/service

Defines a Service abstraction for apps in the cloud.

Service

Defines a Service abstraction for apps in the cloud.

Purpose

When running several small services, as opposed to a few very big ones, it is useful to standardise certain elements.

Benefits include: improved developer understanding (born out of familiarity), and the emergence of generic tools - for things such as monitoring and alerting - which can improve quality and reduce duplication of effort across projects.

To clarify what needs standardising, we define a 'Service' abstraction, in effect a contract which services should meet to be production ready.

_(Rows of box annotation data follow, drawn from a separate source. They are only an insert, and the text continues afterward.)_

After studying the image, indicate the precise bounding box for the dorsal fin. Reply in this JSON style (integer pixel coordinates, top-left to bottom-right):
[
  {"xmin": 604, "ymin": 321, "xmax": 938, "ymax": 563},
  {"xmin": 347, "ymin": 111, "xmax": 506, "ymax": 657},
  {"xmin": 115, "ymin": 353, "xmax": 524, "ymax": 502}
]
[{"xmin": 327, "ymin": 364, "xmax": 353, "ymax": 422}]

Service is initially a product of the Guardian Discussion team.

Definition

To qualify as a Service requires:

  • following certain AWS conventions
  • one-click deploys and stack creation
  • some specific documentation
  • sufficient monitoring and alerting

Harder to quantify, but equally important, if not more so, is:

  • a decoupled architecture, including no hard-dependencies (graceful failure)

Spec

MUST - required
SHOULD - expected but not required

Naming conventions

The general pattern is:

[stack]-[app]-[STAGE]

(Clauses separated by hyphens, and the stage capitalised.)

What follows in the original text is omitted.